Vous remarquerez que j’ai volontairement omis de vous donner le moindre conseil pour l’endormissement. J’ai voulu garder ce sujet pour la fin. En effet, le meilleur conseil à donner tient en 2 mots : lâchez prise !

Ne cédez pas à la pression, ne culpabilisez pas ! Non, la sieste n’est pas du temps volé, non faire la sieste n’est pas réservé aux paresseux.

Si c’était le cas, j’accepterais avec plaisir de rejoindre le banc de paresseux et adeptes de la sieste qu’étaient Archimède, Isaac Newton, Victor Hugo, André Gide, Winston Churchill et bien d’autres !

Notre humour populaire aime à railler la sieste et ceux qui la pratiquent.

On continuera, longtemps sans doute, à sourire de la prétendue paresse des latins qui observent, depuis la plus haute antiquité, cette pause des débuts d’après-midi où la chaleur rend toute activité pénible.

Pourtant, comme il est maladroit de confondre sommeil et paresse !

La sieste facilite grandement la vie de ceux qui la pratiquent régulièrement, soit qu’elle les repose, tout simplement, soit encore, je peux en témoigner, qu’elle leur octroie, pour travailler, les extraordinaires créneaux d’efficacité intellectuelle de la nuit ».

Jacques Chirac – Préface de l’Éloge de la sieste de Bruno Comby

La culture de la sieste

En dépit de rapports aux ministres de la Santé et d’essais plus ou moins réussis, la sieste a encore bien du mal à s’inviter dans notre culture, comme dans nos entreprises.
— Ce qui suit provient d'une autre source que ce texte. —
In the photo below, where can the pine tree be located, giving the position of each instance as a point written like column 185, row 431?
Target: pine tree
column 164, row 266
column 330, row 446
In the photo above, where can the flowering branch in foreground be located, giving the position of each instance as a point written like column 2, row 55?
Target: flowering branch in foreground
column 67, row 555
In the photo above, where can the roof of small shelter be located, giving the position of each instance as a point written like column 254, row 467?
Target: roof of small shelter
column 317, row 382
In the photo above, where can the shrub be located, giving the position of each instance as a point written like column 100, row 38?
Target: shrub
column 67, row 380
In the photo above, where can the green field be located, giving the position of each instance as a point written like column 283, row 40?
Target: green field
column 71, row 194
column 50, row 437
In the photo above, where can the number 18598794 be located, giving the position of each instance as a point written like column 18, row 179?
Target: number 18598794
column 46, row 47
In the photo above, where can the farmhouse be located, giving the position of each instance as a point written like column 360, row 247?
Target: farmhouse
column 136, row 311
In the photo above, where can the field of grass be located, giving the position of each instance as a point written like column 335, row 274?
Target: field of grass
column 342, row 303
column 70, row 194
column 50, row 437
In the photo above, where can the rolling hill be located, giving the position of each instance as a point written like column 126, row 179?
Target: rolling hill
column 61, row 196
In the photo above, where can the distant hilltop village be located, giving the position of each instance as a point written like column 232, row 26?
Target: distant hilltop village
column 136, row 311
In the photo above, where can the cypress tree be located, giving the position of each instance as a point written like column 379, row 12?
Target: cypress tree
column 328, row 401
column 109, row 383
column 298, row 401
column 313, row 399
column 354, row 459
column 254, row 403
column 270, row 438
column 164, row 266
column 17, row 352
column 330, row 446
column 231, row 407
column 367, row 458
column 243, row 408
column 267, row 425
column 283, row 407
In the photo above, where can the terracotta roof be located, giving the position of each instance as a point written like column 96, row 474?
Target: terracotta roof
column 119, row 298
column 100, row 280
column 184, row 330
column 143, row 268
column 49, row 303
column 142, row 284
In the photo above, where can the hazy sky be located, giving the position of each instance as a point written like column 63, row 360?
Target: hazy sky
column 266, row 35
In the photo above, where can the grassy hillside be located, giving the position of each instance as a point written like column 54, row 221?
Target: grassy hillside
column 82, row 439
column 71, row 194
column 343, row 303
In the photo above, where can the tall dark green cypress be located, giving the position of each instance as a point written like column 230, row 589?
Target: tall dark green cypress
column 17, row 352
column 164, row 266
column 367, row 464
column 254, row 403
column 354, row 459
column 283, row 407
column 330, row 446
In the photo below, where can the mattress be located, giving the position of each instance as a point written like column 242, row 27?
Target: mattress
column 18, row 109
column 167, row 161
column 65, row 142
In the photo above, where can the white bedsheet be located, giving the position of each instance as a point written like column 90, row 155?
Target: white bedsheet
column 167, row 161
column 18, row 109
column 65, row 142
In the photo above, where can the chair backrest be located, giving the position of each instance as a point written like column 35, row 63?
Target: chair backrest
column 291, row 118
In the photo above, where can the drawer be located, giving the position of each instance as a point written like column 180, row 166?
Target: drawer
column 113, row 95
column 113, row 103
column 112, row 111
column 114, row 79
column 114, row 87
Nous avons un véritable blocage sur le sujet.

Il existe d’autres pays dans lesquels la sieste est, soit un patrimoine culturel, comme en Espagne ou dans de nombreux pays chauds, soit même une obligation, comme au Japon. Elle est même inscrite comme un droit (article 43) dans la Constitution de la République populaire de Chine.

Pensez-y en cédant avec volupté à la douce torpeur et aux plaisirs de l’engourdissement réparateur de votre prochaine sieste.

Oubliez les mauvaises langues : vous leur expliquerez les bienfaits de la sieste quand vous vous réveillerez au mieux de votre forme physique et intellectuelle alors qu’ils seront déjà épuisés.